Non bisogna dimenticare che il concetto di difficoltà nel videogioco risale all'epoca arcade, momento storico in cui la sconfitta del giocatore portava un maggior guadagno al proprietario della macchina. Con la scomparsa di questa funzione, il livello di sfida è entrato a pieno titolo fra le scelte indipendenti alla base del design e si è dimostrato più che mai necessario: non è un caso, infatti, che New Super Mario Bros. 2 sia considerato di gran lunga il peggiore dell'intramontabile serie.
Senza nulla togliere, ovviamente, a quei titoli che per primi hanno portato alta la bandiera del selettore di difficoltà, su tutti Silent Hill, che addirittura ne metteva a disposizione uno dedicato esclusivamente agli enigmi. Anche il recente Shadow of the Tomb Raider, ad esempio, ha messo sul piatto numerosi selettori distinti, al punto da mutare ogni sfaccettatura dell'esperienza a seconda del livello di sfida desiderato. D'altro canto, non possiamo ignorare come la maggior parte delle opere che offrono una simile feature possano contare su un design che ne rende possibile l'inserimento grazie a qualche semplice aggiustamento del codice di gioco.

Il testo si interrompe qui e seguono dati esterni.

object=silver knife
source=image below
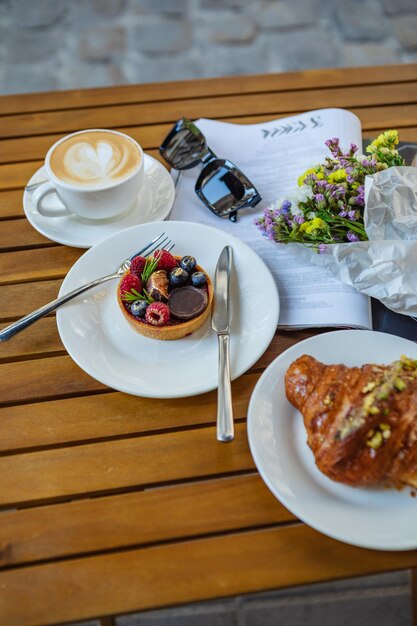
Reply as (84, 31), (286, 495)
(211, 246), (235, 441)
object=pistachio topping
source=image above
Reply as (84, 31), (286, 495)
(366, 431), (383, 450)
(362, 380), (378, 393)
(394, 376), (407, 391)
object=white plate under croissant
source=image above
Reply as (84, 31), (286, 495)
(248, 330), (417, 550)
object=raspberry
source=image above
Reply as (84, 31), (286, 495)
(145, 302), (171, 326)
(153, 250), (177, 273)
(120, 274), (142, 294)
(130, 256), (146, 278)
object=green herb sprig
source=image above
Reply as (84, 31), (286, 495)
(142, 251), (161, 285)
(122, 289), (155, 304)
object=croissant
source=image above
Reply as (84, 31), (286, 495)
(285, 355), (417, 488)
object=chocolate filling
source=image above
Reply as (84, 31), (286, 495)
(168, 285), (208, 321)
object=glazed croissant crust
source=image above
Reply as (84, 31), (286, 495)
(285, 355), (417, 487)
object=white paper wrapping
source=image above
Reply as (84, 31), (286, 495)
(294, 166), (417, 316)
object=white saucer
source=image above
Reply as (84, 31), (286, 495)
(56, 221), (279, 398)
(23, 154), (175, 248)
(248, 330), (417, 550)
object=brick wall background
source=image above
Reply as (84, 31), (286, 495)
(0, 0), (417, 94)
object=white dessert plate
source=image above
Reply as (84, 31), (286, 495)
(248, 330), (417, 550)
(57, 221), (279, 398)
(23, 154), (175, 248)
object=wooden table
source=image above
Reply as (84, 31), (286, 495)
(0, 65), (417, 626)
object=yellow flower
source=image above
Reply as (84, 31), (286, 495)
(297, 165), (324, 187)
(300, 217), (327, 235)
(327, 167), (346, 183)
(366, 130), (399, 154)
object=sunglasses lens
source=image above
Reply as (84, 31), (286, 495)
(159, 120), (208, 170)
(196, 159), (260, 216)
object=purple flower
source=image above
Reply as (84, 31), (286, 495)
(346, 230), (359, 241)
(362, 157), (376, 167)
(266, 224), (275, 241)
(356, 185), (365, 206)
(294, 215), (305, 224)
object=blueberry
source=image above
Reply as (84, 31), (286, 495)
(169, 267), (190, 287)
(180, 256), (197, 274)
(130, 300), (148, 317)
(191, 272), (207, 287)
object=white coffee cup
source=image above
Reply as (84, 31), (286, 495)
(32, 128), (144, 220)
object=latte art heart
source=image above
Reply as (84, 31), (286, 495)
(50, 131), (141, 187)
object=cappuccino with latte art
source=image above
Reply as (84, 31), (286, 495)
(32, 128), (144, 220)
(49, 130), (142, 188)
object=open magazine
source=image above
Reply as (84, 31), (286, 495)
(170, 109), (372, 329)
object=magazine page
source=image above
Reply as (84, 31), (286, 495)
(170, 109), (372, 328)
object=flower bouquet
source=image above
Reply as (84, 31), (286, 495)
(255, 130), (417, 315)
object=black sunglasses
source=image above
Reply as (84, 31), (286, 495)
(159, 117), (262, 222)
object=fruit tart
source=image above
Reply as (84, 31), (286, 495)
(117, 250), (213, 340)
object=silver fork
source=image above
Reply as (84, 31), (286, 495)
(0, 233), (175, 341)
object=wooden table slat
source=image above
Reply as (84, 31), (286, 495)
(0, 474), (295, 567)
(0, 422), (254, 508)
(0, 64), (417, 115)
(0, 82), (417, 137)
(0, 526), (417, 626)
(0, 374), (259, 454)
(0, 324), (300, 404)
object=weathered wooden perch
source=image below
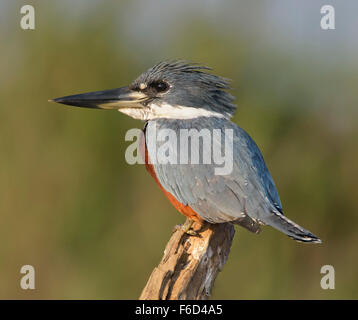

È proprio questa filosofia ad aver generato i cosiddetti nemici "bullet sponge", quelli che tendono ad assorbire migliaia di proiettili senza minimamente vacillare, divenuti la normalità nella maggior parte dei videogiochi cooperativi online. Allo stesso modo, sono nate quelle meccaniche di "oneshotting" che costituiscono la spina dorsale della modalità veterano su Call of Duty, e che ormai hanno fatto capolino in tutti gli sparatutto in prima persona. Quella dell'inflazione numerica degli HP e dei danni dei nemici è un'applicazione che si è fatta largo fino a raggiungere titoli come The Witcher 3, Uncharted 4 e Skyrim.
Si tratta di elementi che, proprio come in Super Mario Bros. e Mega Man, non trovano spazio in un videogioco come Sekiro: Shadows Die Twice, che vede l'automiglioramento e il senso di achievement quali radici profonde alla base del game design, quali mura incrollabili che proteggono l'opera dalle ingiustizie e dalla sensazione di inevitabilità. I lavori di From Software premiano chiunque abbia la volontà necessaria per scalare la ripida curva di apprendimento, nello stesso modo in cui gli immersive simulator regalano emozioni incredibili solamente a chi scelga di immergersi profondamente nell'universo fittizio.
Chiedere a gran voce un selettore di difficoltà non rappresenta in sé e per sé un insulto all'opera di Miyazaki, tesi dalla quale prendiamo le distanze, ma piuttosto una grande svalutazione delle proprie capacità: come dimostrato da LimitlessQuad, tutti hanno le potenzialità per diventare uno shinobi leggendario. Il segreto è non mollare mai e migliorarsi costantemente lungo il sentiero verso la maestria: potrebbe capitare, strada facendo, di scoprire una meravigliosa dimensione artistica celata dietro il velo della difficoltà iniziale, completamente slegata dalla bellezza dei paesaggi e del design, strettamente connessa, invece, alla crescita personale.